No More Excuses
The final pillar in the administration's case for war---the need to keep weapons out of the hands of terrorists---just collapsed. It turns out that at the very beginning of the occupation, the US let a 350 ton stockpile of conventional arms at a weapons site called al Qa Qaa [Arabic for, "the kaka"--ed.] go unguarded. It had previusly been monitored by the IAEA. And then, after the invasion...the materials there just went missing. (You knew that the weapons the jihadists are using to kill our soldiers came from somewhere, didn't you?) Faced with an early setback, but not wishing to put a damper on the national mood---remember, this is Mission Accomplished time---the administration concealed the disappearance of the al Qa Qaa [I'm going to keep using that name--ed.] weapons from the IAEA, from the broader non-proliferation community, and natch, from the American people.
In other words, we went to war precisely so that the sort of thing we allowed to happen wouldn't happen.
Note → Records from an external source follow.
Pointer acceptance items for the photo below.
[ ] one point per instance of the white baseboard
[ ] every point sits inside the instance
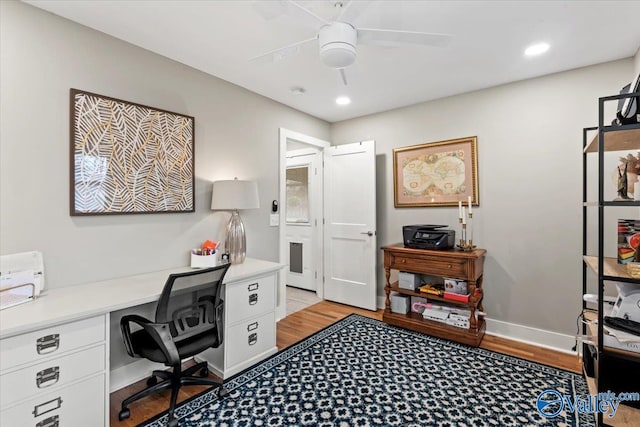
(526, 334)
(534, 336)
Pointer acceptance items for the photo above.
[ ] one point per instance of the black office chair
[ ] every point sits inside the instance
(189, 319)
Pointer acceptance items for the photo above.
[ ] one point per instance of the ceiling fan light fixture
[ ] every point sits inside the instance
(338, 55)
(338, 44)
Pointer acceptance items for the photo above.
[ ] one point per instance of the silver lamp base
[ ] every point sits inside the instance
(236, 242)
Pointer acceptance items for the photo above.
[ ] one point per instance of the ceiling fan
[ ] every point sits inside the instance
(339, 38)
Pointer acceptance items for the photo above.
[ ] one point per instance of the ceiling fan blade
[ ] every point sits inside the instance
(304, 15)
(282, 52)
(397, 38)
(269, 9)
(273, 9)
(343, 74)
(352, 10)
Even in the New York Times account, which as Josh Marshall notes, is already fairly unacceptably deferential to administration spin, neverthless includes a healthy dose of memory holing:
"Administration officials say they cannot explain why the explosives were not safeguarded, beyond the fact that the occupation force was overwhelmed by the amount of munitions they found throughout the country."Gee golly shucks, I wonder what happened to those weapons. Is this another consequence of catastrophic success (and if so, can we aim to have fewer catastrophic successes in the future)?
Andrew Sullivan took the proper descriptive term right out of my mouth: criminal negligence.